View Full Version : We're not heartless here at RIAA...
08-14-2006, 09:24 AM
The RIAA really knows how to handle its file sharing lawsuits in ways that make themselves look incredibly heartless. It seemed like maybe they'd scraped bottom when they suggested a student should drop out of MIT to pay a few thousand dollars for file sharing, but they've now topped that one. When one of the people they were suing (who appeared to be fighting the charges) happened to die earlier this summer, the RIAA kindly requested that the case be pushed back 60 days for the family to grieve, before the RIAA started deposing the dead man's children. This for a few thousand dollars? It's been quite clear for some time that no one at the RIAA ever bothers to think about the PR impact of their moves, but isn't there someone there who thought that perhaps this was a case that they could let go of?
Yeah, I can't really say anything else about them that hasn't been said before.

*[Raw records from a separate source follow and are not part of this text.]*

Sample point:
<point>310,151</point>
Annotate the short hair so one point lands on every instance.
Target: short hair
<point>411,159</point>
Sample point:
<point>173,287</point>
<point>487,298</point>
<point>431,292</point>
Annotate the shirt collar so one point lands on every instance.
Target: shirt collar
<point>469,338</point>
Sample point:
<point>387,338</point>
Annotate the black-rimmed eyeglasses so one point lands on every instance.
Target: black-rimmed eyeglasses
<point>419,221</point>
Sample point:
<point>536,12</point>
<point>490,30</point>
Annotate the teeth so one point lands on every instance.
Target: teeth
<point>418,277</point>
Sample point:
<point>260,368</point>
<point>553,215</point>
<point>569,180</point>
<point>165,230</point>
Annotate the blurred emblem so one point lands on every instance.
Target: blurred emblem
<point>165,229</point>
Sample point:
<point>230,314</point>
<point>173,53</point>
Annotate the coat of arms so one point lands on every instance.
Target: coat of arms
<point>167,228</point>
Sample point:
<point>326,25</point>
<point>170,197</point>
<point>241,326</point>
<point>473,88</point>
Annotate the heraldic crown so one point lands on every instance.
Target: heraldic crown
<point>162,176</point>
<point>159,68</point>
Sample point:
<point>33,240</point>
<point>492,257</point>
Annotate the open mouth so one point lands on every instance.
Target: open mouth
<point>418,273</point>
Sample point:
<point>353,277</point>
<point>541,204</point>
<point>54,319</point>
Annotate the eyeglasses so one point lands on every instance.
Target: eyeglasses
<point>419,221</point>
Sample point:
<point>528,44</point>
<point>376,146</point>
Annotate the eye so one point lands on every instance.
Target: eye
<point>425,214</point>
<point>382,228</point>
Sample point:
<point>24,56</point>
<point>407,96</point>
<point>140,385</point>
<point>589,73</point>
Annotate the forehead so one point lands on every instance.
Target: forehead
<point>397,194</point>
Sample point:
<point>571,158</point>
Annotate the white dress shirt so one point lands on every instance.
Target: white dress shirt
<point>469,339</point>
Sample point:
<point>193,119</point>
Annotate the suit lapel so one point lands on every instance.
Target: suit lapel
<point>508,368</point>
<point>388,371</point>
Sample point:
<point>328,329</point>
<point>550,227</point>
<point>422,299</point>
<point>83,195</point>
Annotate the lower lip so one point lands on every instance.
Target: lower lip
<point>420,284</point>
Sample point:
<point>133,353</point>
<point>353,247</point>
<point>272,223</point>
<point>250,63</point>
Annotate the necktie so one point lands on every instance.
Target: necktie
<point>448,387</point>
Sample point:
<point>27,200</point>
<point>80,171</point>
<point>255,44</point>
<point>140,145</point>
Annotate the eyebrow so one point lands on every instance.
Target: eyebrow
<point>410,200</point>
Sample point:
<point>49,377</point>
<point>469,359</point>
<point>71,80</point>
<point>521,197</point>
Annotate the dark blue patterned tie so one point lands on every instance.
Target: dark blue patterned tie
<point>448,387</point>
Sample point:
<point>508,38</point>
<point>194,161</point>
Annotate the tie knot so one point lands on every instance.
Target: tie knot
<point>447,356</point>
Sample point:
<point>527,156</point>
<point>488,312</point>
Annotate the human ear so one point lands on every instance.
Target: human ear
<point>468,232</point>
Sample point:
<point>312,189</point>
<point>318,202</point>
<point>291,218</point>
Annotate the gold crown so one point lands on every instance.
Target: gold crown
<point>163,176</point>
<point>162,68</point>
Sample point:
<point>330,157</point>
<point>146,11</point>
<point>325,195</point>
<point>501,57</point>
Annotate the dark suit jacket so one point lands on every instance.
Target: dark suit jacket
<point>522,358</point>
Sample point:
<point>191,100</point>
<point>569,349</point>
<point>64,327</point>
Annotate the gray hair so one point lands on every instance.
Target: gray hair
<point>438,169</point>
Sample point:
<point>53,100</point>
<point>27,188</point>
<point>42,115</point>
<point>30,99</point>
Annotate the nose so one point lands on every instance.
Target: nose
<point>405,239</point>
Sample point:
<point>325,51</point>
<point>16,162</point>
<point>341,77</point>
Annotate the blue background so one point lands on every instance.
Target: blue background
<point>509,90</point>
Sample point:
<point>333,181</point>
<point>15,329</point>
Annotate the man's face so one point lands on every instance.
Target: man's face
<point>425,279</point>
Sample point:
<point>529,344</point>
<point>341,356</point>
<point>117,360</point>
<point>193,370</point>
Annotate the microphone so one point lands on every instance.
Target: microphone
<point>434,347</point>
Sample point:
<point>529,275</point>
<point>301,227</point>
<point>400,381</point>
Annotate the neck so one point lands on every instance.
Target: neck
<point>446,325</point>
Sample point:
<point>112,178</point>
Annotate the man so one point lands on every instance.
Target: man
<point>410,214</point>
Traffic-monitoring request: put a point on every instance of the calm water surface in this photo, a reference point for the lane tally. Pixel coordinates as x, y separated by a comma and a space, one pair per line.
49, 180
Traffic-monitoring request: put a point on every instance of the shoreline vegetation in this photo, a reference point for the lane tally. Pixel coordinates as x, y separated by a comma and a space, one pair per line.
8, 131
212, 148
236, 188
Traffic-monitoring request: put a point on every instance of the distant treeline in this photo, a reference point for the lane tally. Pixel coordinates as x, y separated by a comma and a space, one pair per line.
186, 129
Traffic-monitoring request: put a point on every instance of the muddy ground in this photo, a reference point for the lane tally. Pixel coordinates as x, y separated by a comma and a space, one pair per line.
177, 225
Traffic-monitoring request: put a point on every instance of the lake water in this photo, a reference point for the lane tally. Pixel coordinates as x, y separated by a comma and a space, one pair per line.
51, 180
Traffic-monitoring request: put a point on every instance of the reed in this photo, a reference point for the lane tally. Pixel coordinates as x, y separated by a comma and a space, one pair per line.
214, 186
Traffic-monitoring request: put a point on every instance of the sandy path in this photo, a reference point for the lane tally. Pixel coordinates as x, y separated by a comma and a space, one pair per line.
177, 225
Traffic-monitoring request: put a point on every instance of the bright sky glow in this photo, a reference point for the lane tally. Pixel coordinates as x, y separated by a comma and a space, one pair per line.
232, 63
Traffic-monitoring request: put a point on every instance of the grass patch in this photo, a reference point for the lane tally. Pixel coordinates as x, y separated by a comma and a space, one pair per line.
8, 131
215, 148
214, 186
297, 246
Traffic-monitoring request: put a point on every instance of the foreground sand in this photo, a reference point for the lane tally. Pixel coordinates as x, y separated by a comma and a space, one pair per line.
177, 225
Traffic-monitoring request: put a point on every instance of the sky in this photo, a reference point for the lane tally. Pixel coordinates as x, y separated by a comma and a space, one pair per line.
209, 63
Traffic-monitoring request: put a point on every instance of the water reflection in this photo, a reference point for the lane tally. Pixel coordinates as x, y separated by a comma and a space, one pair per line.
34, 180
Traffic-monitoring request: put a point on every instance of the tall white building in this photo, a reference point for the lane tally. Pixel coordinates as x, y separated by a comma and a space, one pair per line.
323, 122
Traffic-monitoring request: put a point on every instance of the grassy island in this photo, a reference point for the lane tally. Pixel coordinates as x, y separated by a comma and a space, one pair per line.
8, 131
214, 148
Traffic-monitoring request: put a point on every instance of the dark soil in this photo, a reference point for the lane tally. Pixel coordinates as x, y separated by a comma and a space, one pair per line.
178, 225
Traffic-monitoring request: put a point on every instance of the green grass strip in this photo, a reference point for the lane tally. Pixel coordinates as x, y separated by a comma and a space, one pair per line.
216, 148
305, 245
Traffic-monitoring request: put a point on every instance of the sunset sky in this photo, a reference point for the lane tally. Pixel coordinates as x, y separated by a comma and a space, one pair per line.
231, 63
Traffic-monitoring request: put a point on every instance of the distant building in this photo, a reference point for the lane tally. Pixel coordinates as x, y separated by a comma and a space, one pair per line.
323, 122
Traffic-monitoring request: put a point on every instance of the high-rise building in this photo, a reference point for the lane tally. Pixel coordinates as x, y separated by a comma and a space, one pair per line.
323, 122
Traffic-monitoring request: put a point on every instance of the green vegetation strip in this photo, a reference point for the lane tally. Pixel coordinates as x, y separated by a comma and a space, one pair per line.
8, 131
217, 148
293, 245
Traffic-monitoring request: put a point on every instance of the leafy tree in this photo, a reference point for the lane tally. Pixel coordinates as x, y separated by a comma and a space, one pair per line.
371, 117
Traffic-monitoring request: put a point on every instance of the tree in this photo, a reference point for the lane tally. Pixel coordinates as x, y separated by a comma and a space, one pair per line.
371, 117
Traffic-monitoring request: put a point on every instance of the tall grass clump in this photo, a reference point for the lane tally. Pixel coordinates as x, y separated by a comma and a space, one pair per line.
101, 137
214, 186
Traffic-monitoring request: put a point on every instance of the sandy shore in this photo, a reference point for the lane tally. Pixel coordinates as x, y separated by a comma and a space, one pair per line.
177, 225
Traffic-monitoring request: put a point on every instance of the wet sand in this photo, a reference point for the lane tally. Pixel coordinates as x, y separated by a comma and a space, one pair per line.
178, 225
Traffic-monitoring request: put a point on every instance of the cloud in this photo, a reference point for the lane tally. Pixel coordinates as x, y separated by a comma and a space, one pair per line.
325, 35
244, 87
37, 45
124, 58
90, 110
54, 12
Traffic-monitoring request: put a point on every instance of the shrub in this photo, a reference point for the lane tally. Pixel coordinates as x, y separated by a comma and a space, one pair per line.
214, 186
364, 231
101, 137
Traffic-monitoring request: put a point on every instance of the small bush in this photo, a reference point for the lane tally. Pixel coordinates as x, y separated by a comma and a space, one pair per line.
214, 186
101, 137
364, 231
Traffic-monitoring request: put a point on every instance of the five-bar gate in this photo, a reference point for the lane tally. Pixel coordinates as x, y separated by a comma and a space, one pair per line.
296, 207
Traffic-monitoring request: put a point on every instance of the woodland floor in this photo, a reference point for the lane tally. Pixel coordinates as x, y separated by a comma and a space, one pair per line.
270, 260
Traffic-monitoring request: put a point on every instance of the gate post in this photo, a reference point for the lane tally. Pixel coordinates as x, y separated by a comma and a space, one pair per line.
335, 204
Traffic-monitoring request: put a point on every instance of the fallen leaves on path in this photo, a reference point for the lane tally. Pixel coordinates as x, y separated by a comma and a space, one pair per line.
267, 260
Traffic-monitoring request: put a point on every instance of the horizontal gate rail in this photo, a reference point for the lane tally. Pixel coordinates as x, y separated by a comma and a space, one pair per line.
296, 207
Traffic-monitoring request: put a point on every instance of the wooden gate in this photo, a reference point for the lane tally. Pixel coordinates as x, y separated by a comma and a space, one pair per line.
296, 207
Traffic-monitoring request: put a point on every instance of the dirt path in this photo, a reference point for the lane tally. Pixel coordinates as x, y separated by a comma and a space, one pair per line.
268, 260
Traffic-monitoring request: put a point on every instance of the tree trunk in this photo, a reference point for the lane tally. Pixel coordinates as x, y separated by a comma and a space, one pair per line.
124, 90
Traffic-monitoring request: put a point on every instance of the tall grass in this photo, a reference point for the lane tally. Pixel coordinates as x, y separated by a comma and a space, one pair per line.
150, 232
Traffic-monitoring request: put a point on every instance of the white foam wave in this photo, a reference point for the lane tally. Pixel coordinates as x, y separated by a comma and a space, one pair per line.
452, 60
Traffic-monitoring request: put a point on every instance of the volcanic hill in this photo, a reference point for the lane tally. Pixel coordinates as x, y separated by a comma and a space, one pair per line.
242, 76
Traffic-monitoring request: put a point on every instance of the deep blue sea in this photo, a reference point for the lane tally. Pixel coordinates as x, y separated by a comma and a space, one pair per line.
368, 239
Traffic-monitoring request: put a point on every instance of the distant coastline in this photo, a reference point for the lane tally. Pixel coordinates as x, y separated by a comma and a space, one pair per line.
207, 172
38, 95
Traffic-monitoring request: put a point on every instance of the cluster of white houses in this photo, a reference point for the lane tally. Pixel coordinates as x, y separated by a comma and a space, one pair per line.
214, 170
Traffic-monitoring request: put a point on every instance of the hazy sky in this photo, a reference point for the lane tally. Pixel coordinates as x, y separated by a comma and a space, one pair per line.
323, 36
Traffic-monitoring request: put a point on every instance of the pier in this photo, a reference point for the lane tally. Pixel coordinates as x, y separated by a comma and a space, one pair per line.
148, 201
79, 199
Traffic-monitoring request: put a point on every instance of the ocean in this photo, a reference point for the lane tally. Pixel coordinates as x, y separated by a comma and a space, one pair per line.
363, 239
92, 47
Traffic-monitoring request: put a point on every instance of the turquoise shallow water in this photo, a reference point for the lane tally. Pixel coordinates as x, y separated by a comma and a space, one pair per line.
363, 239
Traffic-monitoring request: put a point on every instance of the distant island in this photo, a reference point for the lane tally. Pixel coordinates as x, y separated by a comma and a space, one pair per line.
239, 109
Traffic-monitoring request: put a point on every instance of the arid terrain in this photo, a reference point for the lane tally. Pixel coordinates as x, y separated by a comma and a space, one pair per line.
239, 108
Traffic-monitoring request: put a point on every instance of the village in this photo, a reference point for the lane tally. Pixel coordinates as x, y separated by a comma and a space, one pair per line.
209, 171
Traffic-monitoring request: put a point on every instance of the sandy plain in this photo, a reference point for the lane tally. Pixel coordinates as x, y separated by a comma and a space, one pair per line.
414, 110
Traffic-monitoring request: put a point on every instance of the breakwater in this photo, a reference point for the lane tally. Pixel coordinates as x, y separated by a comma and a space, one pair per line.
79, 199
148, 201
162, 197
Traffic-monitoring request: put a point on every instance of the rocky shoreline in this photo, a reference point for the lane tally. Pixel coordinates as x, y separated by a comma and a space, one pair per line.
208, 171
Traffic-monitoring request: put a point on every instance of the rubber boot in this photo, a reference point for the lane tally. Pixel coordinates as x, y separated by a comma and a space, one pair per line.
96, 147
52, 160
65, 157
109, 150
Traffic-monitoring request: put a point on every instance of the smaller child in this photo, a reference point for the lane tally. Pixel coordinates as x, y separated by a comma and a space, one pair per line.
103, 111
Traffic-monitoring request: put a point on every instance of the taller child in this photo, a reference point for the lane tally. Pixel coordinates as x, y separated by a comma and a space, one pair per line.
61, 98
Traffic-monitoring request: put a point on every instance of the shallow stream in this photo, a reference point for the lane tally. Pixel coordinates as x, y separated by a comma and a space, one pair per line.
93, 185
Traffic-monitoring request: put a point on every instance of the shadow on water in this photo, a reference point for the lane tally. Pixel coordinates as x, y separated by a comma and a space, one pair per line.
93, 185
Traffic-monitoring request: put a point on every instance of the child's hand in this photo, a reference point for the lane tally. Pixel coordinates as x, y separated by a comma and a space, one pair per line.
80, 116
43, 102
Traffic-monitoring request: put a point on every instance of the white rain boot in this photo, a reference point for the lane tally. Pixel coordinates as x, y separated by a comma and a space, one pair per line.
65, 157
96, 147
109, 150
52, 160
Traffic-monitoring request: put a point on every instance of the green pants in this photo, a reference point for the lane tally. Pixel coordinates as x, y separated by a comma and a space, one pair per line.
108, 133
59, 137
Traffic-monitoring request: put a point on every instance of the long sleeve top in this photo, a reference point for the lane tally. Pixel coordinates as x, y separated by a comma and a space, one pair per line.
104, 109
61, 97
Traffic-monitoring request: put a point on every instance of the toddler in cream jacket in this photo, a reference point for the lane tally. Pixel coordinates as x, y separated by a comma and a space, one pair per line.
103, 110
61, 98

I wish that cash cow would dry up.
08-14-2006, 09:36 AM
I'm doing my part - I don't buy any CDs made by major labels anymore. I'd rather go without than give them my $$.
08-14-2006, 09:40 AM
I just don't buy music anymore.
08-14-2006, 06:26 PM
ehh. i still buy CDs.
but from used records stores. and anywhere i can find CDs for under $6.
i cant stand downloads - the fidelity is lost during the compression.
that being said i also STILL buy vinyl records. lo-fi has a certain soul to it...
I still buy CDs through yourmusic.com and used for cheap.
I rarely download from sites like itunes or napster now because I hate having to burn a song to CD to rip it back to the aacv2 format that i love.
08-15-2006, 11:31 AM
The followup to the story is even better. Holy crap these people are villains....
RIAA's "abundance of sensitivity" ends harassment of grieving family
Last week, we posted about the family of a recently deceased defendant in a lawsuit by the RIAA being given 60 days to grieve before the RIAA went on to depose the dead man's children in a renewed suit against his estate. In the intervening days, the publicity about this despicable act -- suing the family of a dead man -- has mounted. Today, an RIAA spokesperson, Jonathan Lamy, contacted me today with this statement:
Our hearts go out to the Scantleberry family for their loss. We had decided to temporarily suspend the productive settlement discussions we were having with the family. Mr. Scantleberry had admitted that the infringer was his stepson, and we were in the process settling with him shortly before his passing. Out of an abundance of sensitivity, we have elected to drop this particular case.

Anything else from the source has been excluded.